Stomach Cancer at Age 30: Symptoms and What to Know

Stomach cancer, also known as gastric cancer, involves the uncontrolled growth of abnormal cells in the stomach lining. The stomach, located in the upper abdomen, plays a role in digestion by breaking down food. While stomach cancer is generally more prevalent in older individuals, it can, in rare instances, affect younger people.

Understanding Stomach Cancer in Younger Adults

Stomach cancer is relatively uncommon in individuals under 40, with approximately 2% to 8% of diagnoses occurring in this age group. The average age for diagnosis is around 68 years. Despite the overall decline in stomach cancer rates in the United States over the past century, the proportion of cases in younger adults has been increasing, now accounting for more than 30% of all stomach cancers in the U.S.. This rising trend in younger populations, particularly in non-Hispanic white women, remains largely unexplained.

Low awareness of stomach cancer in younger adults, coupled with the assumption that it is an older person’s disease, can lead to delayed diagnosis. Such delays allow the cancer to advance, making treatment more challenging and potentially affecting long-term outcomes.

Key Symptoms to Watch For

Stomach cancer often develops slowly, and early-stage symptoms can be vague or absent, making detection challenging. When symptoms do appear, they frequently mimic less serious digestive issues like indigestion or heartburn.

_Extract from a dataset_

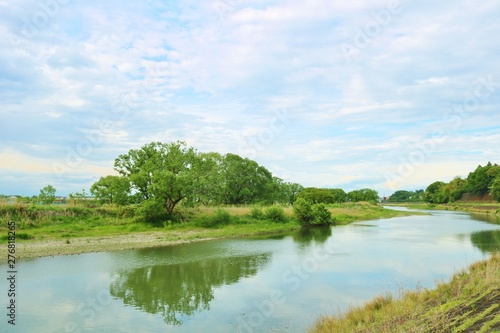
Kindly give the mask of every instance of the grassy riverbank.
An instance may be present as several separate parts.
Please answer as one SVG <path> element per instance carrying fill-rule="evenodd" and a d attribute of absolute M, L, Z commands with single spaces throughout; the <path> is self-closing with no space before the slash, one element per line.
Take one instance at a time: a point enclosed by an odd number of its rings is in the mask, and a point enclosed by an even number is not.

Common symptoms to observe include persistent indigestion or heartburn, a feeling of fullness after eating only a small amount of food, and unexplained weight loss. Other signs may involve a loss of appetite, nausea, and vomiting, sometimes with blood. Abdominal pain or discomfort, often described as a vague sensation above the navel, can also be present. Fatigue or weakness, potentially due to anemia from internal bleeding, may also occur.

It is important to seek medical evaluation for any persistent or worsening digestive symptoms, especially if they do not improve with typical remedies or if new symptoms arise. While these symptoms can be caused by many conditions, a medical professional can determine the underlying cause and recommend appropriate action.

Potential Risk Factors and Underlying Causes

Several factors can increase an individual’s risk of developing stomach cancer. A major cause, particularly for cancers in the lower part of the stomach, is long-term infection with the bacterium Helicobacter pylori (H. pylori). This infection can lead to chronic inflammation and precancerous changes in the stomach lining. While H. pylori prevalence has decreased overall in the U.S., it remains a factor, and some studies suggest a higher incidence of H. pylori infection in younger gastric cancer patients.

Genetic predispositions play a role, with 1% to 3% of stomach cancer cases linked to inherited cancer predisposition syndromes. These include hereditary diffuse gastric cancer (HDGC), often associated with mutations in the CDH1 gene, and Lynch syndrome, which can also increase the risk of colorectal cancer. A family history of stomach cancer, especially in first- or second-degree relatives diagnosed at a younger age, also elevates risk. Lifestyle factors such as a diet high in smoked, pickled, or salted foods, along with smoking and heavy alcohol consumption, are also associated with an increased risk. Obesity has been linked to an increased risk of gastric cardia cancer, which forms where the stomach meets the esophagus.

Diagnosis and Treatment Options

Diagnosing stomach cancer typically begins with a medical history review and a physical examination. Blood tests may be conducted to check for anemia, a potential sign of bleeding in the stomach, and sometimes for tumor markers like CA-125 and CEA. Stool samples can also be checked for hidden blood. The most common diagnostic procedure is an upper endoscopy, also known as esophagogastroduodenoscopy (EGD). During this procedure, a thin, lighted tube with a camera is passed through the mouth to examine the esophagus, stomach, and the first part of the small intestine.

If suspicious areas are found, a biopsy is performed to collect tissue samples for laboratory analysis to confirm the presence of cancer cells and determine the cancer type. Imaging tests, such as CT scans, PET scans, and endoscopic ultrasound (EUS), are used to assess the extent of the cancer and determine if it has spread to nearby lymph nodes or other organs.

Treatment plans for stomach cancer are highly individualized and depend on the cancer’s stage, location, and the patient’s overall health. Common treatment approaches include surgery, which aims to remove all or part of the stomach and nearby lymph nodes. Chemotherapy may be administered before surgery to shrink tumors (neoadjuvant therapy) or after surgery to eliminate remaining cancer cells (adjuvant therapy). Radiation therapy can be used alone or in combination with chemotherapy. Targeted therapy and immunotherapy are newer approaches.